Destiny Without Destination

Destiny Without Destination November 29, 2010

This is a very strange season for me. I left the professional ministry of the church back in April, 2010. I haven’t been to a church building since, except twice. I have no sense of urgency to return.

I want to share something with you at the risk of sounding grandiose. I humbly share this because it is key to what is going on with me.

A few years ago I had a dream in which I heard the words, “The world is your parish.” That dream embarked me on a journey I have yet to return from. In fact, I don’t think I will ever return. It is taking me to another destination… a destination that isn’t a destination at all, but rather a commitment to journey forever in a land without destination. It is a destiny without destination.

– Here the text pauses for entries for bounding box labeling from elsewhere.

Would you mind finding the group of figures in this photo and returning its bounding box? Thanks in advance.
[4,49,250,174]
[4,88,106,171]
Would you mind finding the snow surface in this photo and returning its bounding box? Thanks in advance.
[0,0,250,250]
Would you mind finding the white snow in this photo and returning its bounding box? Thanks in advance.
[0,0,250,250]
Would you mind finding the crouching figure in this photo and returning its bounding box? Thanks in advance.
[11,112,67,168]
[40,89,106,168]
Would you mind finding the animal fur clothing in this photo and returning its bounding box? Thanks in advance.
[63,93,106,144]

Interesting… but lately several people I trust have said things like, “Your church is the world,” or, “Your church is global,” or something like that. They know nothing of my dream.

So I used to have to struggle with the fact that even though the world is my parish, I was still pastoring a local congregation. Of course, that struggle is over. Well… no it isn’t, because… and this is my struggle… even though I no longer work for the church nor am part of a local organized church, I still feel beholden to it. I still feel obligated to it. I still feel that, unless I become a part of it again, I will legally have no voice nor the legitimacy to speak for or to it.

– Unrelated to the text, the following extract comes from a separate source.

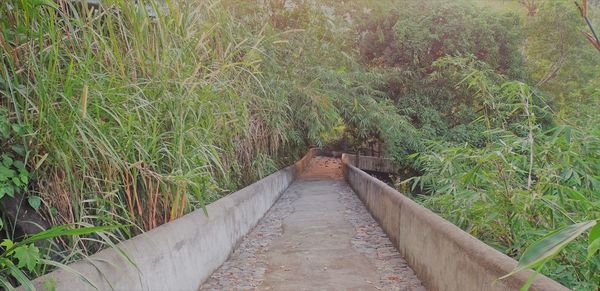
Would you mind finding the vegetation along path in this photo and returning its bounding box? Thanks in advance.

You see! Even there I am locked into an old paradigm of church that I simply can’t seem to shake. The world is my parish. Not even beyond the walls of the church, for it is inclusive of the church. My heart still thinks provincially, not universally. It still feels like a minor with a parent. It still thinks like a slave. Even though I “know” I’m free and set loose in the world, I don’t feel it yet. Somehow, the knowledge has to percolate down into the cellular structure of my being.

It will come. I just wanted to share with you my struggle getting there.